Sen. Mitt Romney — who heads a Senate foreign relations subcommittee on the Middle East — praised the U.S. strike Friday that killed a top Iranian general but also called on the Trump administration to articulate “a coherent strategy for protecting our security interests” there.
Meanwhile, Utah’s only Democrat in Congress, Rep. Ben McAdams, said he, too, wants to see a coherent strategy and vowed, "I will not put American soldiers in harm’s way without a clear plan and unless the risk is warranted.”
Romney, R-Utah, said, “Qassem Soleimani was a depraved terrorist who had the blood of hundreds of American servicemen and women on his hands, and who was doubtlessly planning operations to further harm our citizens and allies. We remember and honor the sacrifice of those servicemen and women, and we commend our brave troops and intel officers who carried out this successful mission."
Soleimani was commander of Iran’s Islamic Revolutionary Guards Corps and was the architect of its interventions across the Middle East. He was killed in a drone strike early Friday that was approved by President Donald Trump, the Pentagon said.
Romney also said that in a time of increasing tension in the region, the United States must take necessary steps to protect its interests and personnel there.
“With ever-increasing challenges confronting us in the Middle East, it is imperative that the U.S. and our allies articulate and pursue a coherent strategy for protecting our security interests in the region,” Romney said. “I will be pressing the administration for additional details in the days ahead.”
McAdams gave a mixture of praise and concern in his statement.
“A terrorist who plotted against and killed Americans has received justice,” he said. “I share Utahns’ concerns today about what this action means for our men and women in the military who put their lives on the line to defend America and our freedom. Our reaction as a country must be to come together, not as Republicans and Democrats, but as Americans.”
He added that he will be analyzing the information and intelligence regarding the evolving situation and asking questions about the strategy. “We must ensure there is a coherent and long-term strategy to protect the United States and to protect freedom abroad,” he said. "I will not put American soldiers in harm’s way without a clear plan and unless the risk is warranted.”
Sen. Mike Lee, R-Utah, issued a short statement. “The death of Qassem Soleimani is a big victory for the safety of the American people. As always, I am anxious to learn about the legal justification for this action, and look forward to being briefed by the Pentagon and the White House.”
Rep. Chris Stewart, R-Utah, a member of the House Intelligence Committee, tweeted out support for the strike, and also issued a warning for Iran to be careful in its next steps.
“I want to thank @POTUS for his decisive leadership as well as the brilliance of our intelligence & military forces,” Stewart tweeted. “Soleimani was a terrorist who was responsible for hundreds of American deaths & creating chaos & instability in the region. The world is a safer place without him.”

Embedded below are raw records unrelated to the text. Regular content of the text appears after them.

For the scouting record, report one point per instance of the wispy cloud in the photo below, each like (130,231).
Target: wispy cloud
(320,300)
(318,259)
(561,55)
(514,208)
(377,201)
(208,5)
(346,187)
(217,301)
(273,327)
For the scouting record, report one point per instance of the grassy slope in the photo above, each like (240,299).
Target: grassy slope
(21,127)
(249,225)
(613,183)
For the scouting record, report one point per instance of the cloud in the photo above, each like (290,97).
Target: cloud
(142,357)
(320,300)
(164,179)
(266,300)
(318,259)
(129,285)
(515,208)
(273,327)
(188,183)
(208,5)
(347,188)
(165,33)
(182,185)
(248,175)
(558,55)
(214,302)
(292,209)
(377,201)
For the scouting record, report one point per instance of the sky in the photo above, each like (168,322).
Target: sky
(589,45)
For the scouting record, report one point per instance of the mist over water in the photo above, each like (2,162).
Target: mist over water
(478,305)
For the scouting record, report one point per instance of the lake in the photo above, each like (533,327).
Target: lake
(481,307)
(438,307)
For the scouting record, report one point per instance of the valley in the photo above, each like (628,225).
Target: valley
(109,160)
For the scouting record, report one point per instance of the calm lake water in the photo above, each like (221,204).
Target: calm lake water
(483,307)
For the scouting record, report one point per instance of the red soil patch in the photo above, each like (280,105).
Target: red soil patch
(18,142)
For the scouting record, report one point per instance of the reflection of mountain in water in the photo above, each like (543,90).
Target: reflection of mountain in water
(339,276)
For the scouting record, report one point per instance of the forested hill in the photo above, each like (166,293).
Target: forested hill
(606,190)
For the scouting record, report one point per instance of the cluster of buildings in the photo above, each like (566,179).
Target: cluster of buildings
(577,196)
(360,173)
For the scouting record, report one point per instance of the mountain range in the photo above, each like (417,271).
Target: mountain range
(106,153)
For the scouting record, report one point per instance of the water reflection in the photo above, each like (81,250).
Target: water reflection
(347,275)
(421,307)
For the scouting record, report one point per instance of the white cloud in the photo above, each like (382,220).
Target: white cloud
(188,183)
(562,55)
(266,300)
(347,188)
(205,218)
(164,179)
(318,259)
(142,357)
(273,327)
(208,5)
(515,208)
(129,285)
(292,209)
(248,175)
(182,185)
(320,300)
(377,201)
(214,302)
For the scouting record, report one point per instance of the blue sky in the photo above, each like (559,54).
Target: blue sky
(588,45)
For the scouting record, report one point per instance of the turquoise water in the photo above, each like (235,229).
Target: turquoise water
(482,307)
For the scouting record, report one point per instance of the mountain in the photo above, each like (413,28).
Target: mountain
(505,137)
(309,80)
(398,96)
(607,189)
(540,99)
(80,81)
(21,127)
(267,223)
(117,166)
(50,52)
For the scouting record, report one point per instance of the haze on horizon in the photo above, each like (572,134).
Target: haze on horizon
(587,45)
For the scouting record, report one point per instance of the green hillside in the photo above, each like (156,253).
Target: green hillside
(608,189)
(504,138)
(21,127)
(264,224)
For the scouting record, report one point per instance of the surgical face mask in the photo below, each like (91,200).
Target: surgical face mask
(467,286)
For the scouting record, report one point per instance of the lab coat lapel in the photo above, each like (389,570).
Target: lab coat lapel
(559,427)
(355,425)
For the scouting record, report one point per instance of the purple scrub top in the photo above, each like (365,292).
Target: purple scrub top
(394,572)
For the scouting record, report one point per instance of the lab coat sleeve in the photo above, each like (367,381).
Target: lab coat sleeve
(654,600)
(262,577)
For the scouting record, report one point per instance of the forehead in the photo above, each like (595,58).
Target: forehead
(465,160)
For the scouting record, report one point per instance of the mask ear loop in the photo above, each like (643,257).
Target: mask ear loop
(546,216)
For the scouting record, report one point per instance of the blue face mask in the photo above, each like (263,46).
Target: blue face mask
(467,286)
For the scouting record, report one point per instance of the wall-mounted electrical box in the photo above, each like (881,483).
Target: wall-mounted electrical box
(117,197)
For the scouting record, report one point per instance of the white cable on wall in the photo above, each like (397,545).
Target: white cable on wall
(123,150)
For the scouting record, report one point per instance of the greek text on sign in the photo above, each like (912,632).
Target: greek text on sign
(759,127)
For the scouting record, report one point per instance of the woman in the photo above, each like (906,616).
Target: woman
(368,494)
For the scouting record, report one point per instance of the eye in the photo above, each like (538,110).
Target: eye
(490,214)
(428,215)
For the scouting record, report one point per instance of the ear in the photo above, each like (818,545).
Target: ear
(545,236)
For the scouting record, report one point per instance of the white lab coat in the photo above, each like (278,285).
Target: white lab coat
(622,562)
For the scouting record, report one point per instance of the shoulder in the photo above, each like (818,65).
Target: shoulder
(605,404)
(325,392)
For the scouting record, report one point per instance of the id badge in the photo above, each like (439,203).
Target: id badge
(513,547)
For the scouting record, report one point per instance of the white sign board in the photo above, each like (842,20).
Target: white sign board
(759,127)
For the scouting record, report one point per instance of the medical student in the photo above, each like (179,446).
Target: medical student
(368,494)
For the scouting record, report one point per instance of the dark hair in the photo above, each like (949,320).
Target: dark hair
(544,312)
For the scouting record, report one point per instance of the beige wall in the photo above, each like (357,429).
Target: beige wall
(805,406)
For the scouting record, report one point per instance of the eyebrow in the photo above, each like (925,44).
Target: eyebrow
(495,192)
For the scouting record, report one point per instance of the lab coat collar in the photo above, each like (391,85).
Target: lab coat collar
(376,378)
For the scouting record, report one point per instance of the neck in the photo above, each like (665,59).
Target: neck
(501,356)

Stewart also issued this warning in a tweet: “Iran needs to be careful in their next step, for we will continue to be committed to defending American lives in the region.”
Rep. John Curtis, R-Utah, a member of the House Foreign Affairs Committee, also praised the strike but sought more information from the administration.
“Qassem Soleimani was responsible for the deaths of hundreds of Americans in Iraq and elsewhere; the State Department puts the official figure at 603. With reports of Soleimani actively plotting more attacks against the United States, the president acted decisively to protect countless lives including our service members, diplomats, and everyday citizens," he said in a statement. "I expect someone from the administration to brief myself and my colleagues on the House Foreign Affairs Committee as soon as possible.”
Rep. Rob Bishop, R-Utah and a member of the House Armed Services Committee, did not immediately respond to a request for comment.
A drone killed Soleimani as he was leaving Baghdad International Airport. It was launched after pro-Iranian demonstrators earlier this week marched on the U.S. Embassy, trapping personnel inside and destroying a reception area.
U.S. Ambassador to Iraq Matthew Tueller, who is from Utah, was out of the country on personal leave at the time of the embassy protests, according to the State Department.
Tueller is a career diplomat who previously served as ambassador to Yemen and to Kuwait. A graduate of Brigham Young University and Harvard, he speaks fluent Arabic.
“Our relationship with Iraq remains a critical one for the national security interests of the United States," he testified. “However, let me stress from the outset that there will be no greater priority for me than the safety and security of all Americans residing in Iraq.”
Nationally, the strike sharply divided congressional leaders along party lines.
According to House Speaker Nancy Pelosi, D-Calif., the strike was carried out “without the consultation of Congress.”
“American leaders’ highest priority is to protect American lives and interests,” Pelosi said in a statement. “But we cannot put the lives of American service members, diplomats and others further at risk by engaging in provocative and disproportionate actions. Tonight’s airstrike risks provoking further dangerous escalation of violence.”
Another Democrat, Sen. Tom Udall of New Mexico, accused Trump of bringing the nation “to the brink of an illegal war with Iran.”
The New York Times also reported that the decision to kill Soleimani was one that Presidents George W. Bush and Barack Obama had rejected, fearing it would lead to war.